Jaguar Land Rover has disclosed the financial impact of the major cyberattack that brought its factories to a standstill in early September — and the figures make clear just how hard the UK’s biggest carmaker was hit.
In financial results published for the quarter ending September 30, JLR said the incident cost the company £196 million ($220 million) in direct cyber-related expenses. However, the disruption was even more severe: weeks of halted production, lost sales, and supply-chain chaos pushed the automaker from a £398 million profit last year to a £485 million loss this quarter.
A Six-Week Shutdown That Shook The Industry
The attack, announced on September 2, 2025, forced JLR to shut down production across major UK plants and send staff home. The UK’s largest automaker halted operations at all major sites on September 1 after hackers breached its systems.
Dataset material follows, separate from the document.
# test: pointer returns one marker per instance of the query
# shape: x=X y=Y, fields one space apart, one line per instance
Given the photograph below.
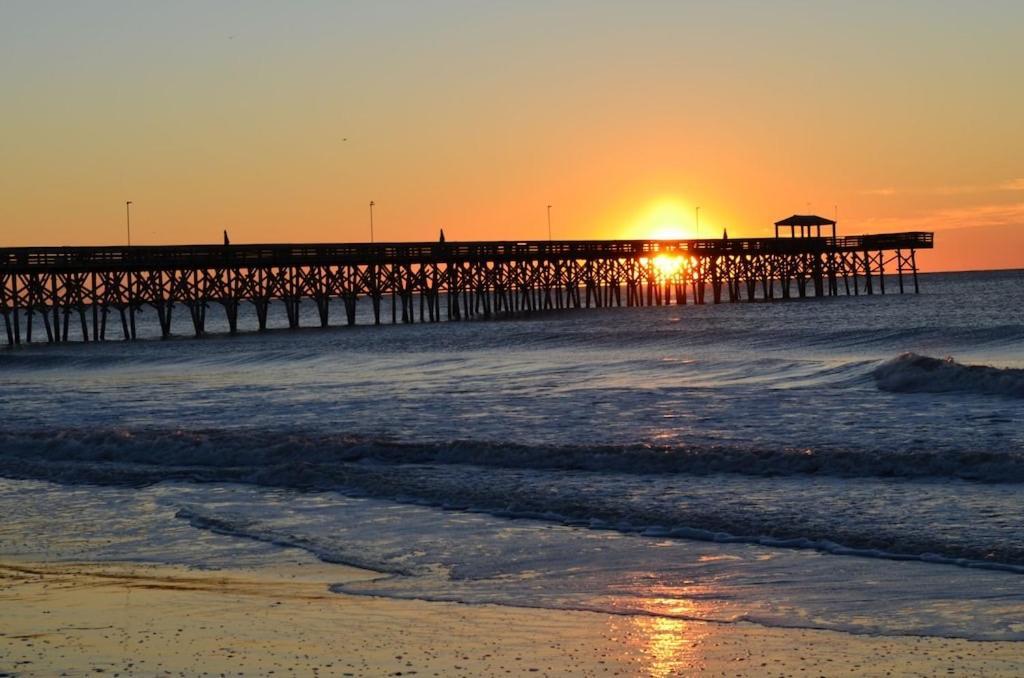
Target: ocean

On September 2, the company issued a short statement confirming that certain systems had been taken offline as a precaution. Days later, the company confirmed that data had been stolen.
A Telegram group calling itself Scattered Lapsus$ Hunters claimed responsibility, posting screenshots of what appeared to be JLR’s internal systems. Cybersecurity researchers at Cyfirma linked the incident to a collective blending of elements of the Scattered Spider, Lapsus$, and ShinyHunters groups.
The shutdown continued for nearly six weeks, severely disrupting JLR’s supply chain. Some suppliers warned they faced collapse without fast financial support. On September 28, 2025, the UK government announced that it would provide JLR with a £1.5 billion loan guarantee to bolster the company’s cash reserves and support its supply chain, which had been greatly impacted by the shutdown.
Production began restarting in phases on October 8, with the company now reporting that operations are “pretty much back running as normal,” which included factories Solihull and Halewood.
A Blow To The UK Economy
The fallout didn’t stop at JLR’s gates. The Cyber Monitoring Centre estimated the wider economic damage at up to £1.9 billion, contributing to the UK’s 0.1% GDP contraction in September. It called the attack a “Category 3 Systemic Event” — one of the most disruptive ratings on its scale.
“Loss before tax and exceptional items was £(485)m for Q2 and £(134)m for H1, down from a profit of £398m and £1.1bn respectively a year ago,” said the company in a statement issued on Friday.
“EBIT margin was (8.6)% for the second quarter, down from 5.1% a year ago, and (1.4)% for H1, down from 7.1% in H1 last year. This decrease in profitability is largely due to the cyber incident, the continuing impact of US tariffs, reduced volumes as referenced above and increased VME.”
Additionally, revenue fell 24% year over year to £4.9 billion, while half-year results also suffered, with a £134 million loss compared to £1.1 billion in profit a year earlier.
Rapid Recovery And Continued Investment
JLR says operations have now “stabilized,” with wholesale systems, parts logistics, and supplier financing fully restored. The company highlighted that despite the crisis, it has not scaled back its long-term investment commitments. Spending of £18 billion remains planned between FY24 and FY29, much of it focused on electrification and next-generation vehicle platforms.
“JLR has made strong progress in recovering its operations safely and at pace following the cyber incident. In our response, we prioritised client, retailer and supplier systems, and I am pleased to confirm that production of all our luxury brands has resumed,” JLR CEO Adrian Mardell said in a statement.
Investigations into the attack remain ongoing, with multiple law enforcement agencies across several jurisdictions involved. JLR and the National Cyber Security Centre have not publicly disclosed who they believe is responsible for the attack.